I don’t agree with everything he says, especially the early point that “‘truth’ doesn’t reside in an individual”. Well, yes – – in his overall argument, the point he is emphasizing, this is certainly true. “Truth“ is not an “individual“, personal thing. And yet, simultaneously, what people don’t get – – until they really meditate, it seems, unless they just “self reflect“ with consistency — is that “truth“ does reside in the realm of the individual’s before-thinking-mind experience (“don’t know”), since in that purest view the ”individual” experiences that they are not, in fact, anymore “an individual”, any more than is a text message which is sent to 1 million (or 8 billion) people ”individual”. Truth is universal, absolute, completely non-parochial, but it can be manifested in an individual’s experience of every day life, moment to moment. ”The sky is blue. The trees are green. Salt is salty. Sugar is sweet.”

Zen Master Seung Sahn destroyed all of my philosophy learning at Yale and Harvard — utterly obliterated it as if by 100 HIMARs — with this example: ”A banana, honey, and sugar are all sweet things.

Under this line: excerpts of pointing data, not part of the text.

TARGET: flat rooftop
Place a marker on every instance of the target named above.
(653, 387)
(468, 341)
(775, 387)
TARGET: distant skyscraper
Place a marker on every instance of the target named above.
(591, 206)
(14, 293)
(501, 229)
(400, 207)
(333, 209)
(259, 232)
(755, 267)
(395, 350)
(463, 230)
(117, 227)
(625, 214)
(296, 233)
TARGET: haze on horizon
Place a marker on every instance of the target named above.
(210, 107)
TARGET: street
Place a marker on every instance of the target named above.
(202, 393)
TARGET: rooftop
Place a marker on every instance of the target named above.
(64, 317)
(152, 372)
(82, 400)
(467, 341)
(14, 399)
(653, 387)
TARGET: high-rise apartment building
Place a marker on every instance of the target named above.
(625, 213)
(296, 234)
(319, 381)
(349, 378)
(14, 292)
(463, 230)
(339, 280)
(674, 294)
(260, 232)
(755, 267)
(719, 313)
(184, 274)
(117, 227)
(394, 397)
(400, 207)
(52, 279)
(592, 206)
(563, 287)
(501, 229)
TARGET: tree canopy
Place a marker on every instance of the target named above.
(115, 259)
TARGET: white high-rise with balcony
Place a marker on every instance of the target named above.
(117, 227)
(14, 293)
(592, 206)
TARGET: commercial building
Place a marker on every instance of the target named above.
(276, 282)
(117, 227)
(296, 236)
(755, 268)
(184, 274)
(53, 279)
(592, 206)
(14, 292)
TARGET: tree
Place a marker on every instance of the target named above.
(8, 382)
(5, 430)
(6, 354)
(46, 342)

But banana sweetness is not exactly like sugar sweetness, which is not exactly like honey sweetness. Then, how do you communicate the truth of the banana, the truth of sugar, or the truth of honey to convince another person perfectly? You tell them, ‘Open your mouth!’ Then you give them a banana to eat, then give them sugar to eat, then give them honey to taste. Immediately, they will attain truth!”